As ballot initiatives go, Prop. 106 lends itself to some especially intriguing stories.
On the pro-side, there are people dying, in pain, desperate for some control over their last days, for peace of mind, and for dignity.
On the anti-side, there are people of faith who believe it’s a sin to take your life. And there are people with disabilities who think legalizing “assisted suicide,” as they call it, devalues their lives in the eyes of able-bodied folks and could lead to abuses that amount to murder.
Pretty existential stuff. Messy and human and deep.
That’s why we dug in, covering the medical aid-in-dying ballot question from lots of angles.
Tina Griego wrote a thoughtful and exquisitely rendered piece about Carrie Ann Lucas, the high-profile disability activist in Colorado who has some provocative reasons for trying to defeat the measure. Among them are her concerns that the law will open the door to abuse from doctors, insurance companies, caregivers and those who might benefit from the death of a disabled person. She fears that the medical industry will overlook depression in a person who is disabled, allowing those dependent upon medical intervention to end their lives prematurely.
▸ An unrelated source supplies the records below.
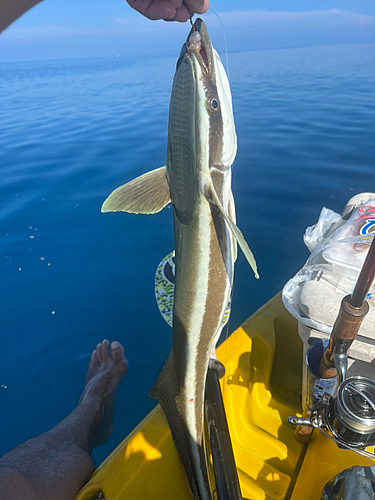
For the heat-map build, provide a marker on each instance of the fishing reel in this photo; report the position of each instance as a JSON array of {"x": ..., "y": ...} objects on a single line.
[{"x": 348, "y": 418}]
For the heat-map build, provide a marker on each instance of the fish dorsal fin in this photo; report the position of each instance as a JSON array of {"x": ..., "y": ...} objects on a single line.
[
  {"x": 236, "y": 233},
  {"x": 147, "y": 194}
]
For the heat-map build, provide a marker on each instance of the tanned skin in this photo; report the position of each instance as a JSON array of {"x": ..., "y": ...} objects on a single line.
[{"x": 171, "y": 10}]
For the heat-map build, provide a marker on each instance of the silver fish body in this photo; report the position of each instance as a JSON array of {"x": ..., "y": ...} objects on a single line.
[{"x": 197, "y": 179}]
You can watch Lucas argue those points here in this video of The Independent-sponsored debate against Barbara Coombs Lee, executive director of Compassion & Choices, the group leading the effort to make Colorado the latest state to pass a medical aid-in-dying law.
If Lucas is the face of Prop. 106 opposition, the face of support is that of Dan Diaz, whose wife Brittany Maynard died two years ago this week, at age 29, of an inoperable brain tumor. Maynard and Diaz moved from California to Oregon, so she could avail herself of a fatal prescription rather than spend her last few weeks in agony. Diaz has carried on Maynard’s mission of educating the public about the need for aid-in-dying laws. When speaking with Susan Greene for a Q&A, the former Eagle Scout and altar boy has especially harsh words for the Catholic Church, which condemned Maynard after her death.
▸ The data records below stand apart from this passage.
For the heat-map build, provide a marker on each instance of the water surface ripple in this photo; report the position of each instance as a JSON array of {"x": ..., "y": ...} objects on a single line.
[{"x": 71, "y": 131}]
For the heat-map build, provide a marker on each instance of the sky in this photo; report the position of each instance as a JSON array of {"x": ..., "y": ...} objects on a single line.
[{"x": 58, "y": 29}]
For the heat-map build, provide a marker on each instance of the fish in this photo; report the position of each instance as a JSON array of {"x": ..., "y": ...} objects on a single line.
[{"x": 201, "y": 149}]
Susan went to Mass one recent Sunday morning to capture the Catholic perspective on the ballot measure.
Over the past several months, we’ve spoken with Coloradans with terminal conditions who are fighting to pass Prop. 106. Patti James, an 80-year-old cancer patient, was never active in politics until Prop. 106 inspired her. She sees a clear distinction between suicide and medical aid-in-dying. “I can tell you that people who are diagnosed with a terminal illness are not suicidal. They want to live. But when pain gets more than tolerable, they want relief. There’s a big difference there,” she said. Read Susan’s story here.
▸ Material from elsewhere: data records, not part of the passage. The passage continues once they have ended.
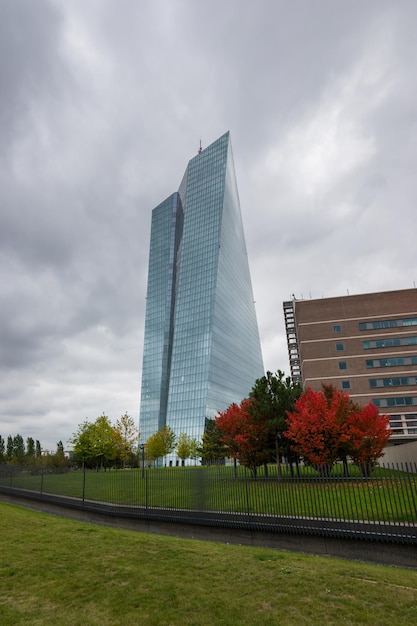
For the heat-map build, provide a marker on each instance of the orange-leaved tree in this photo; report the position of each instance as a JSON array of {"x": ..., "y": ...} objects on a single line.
[
  {"x": 327, "y": 426},
  {"x": 246, "y": 438},
  {"x": 368, "y": 433}
]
One of the saddest stories we found was that of Sheryl Randall, whose mitochondrial disease was making eating impossible. With no medical-aid-in-dying option, she committed suicide. Friend after friend – seven, in all – came forward to tell the story of Sheryl’s desperate, violent end. It was a parable, they said, for why Prop. 106 needs to become law. “Maybe I’m projecting my own feelings on Sheryl,” one friend said. “But, then, I knew her quite well. I feel like she wouldn’t want anybody else to go through what she went through if there was a better way to do it.”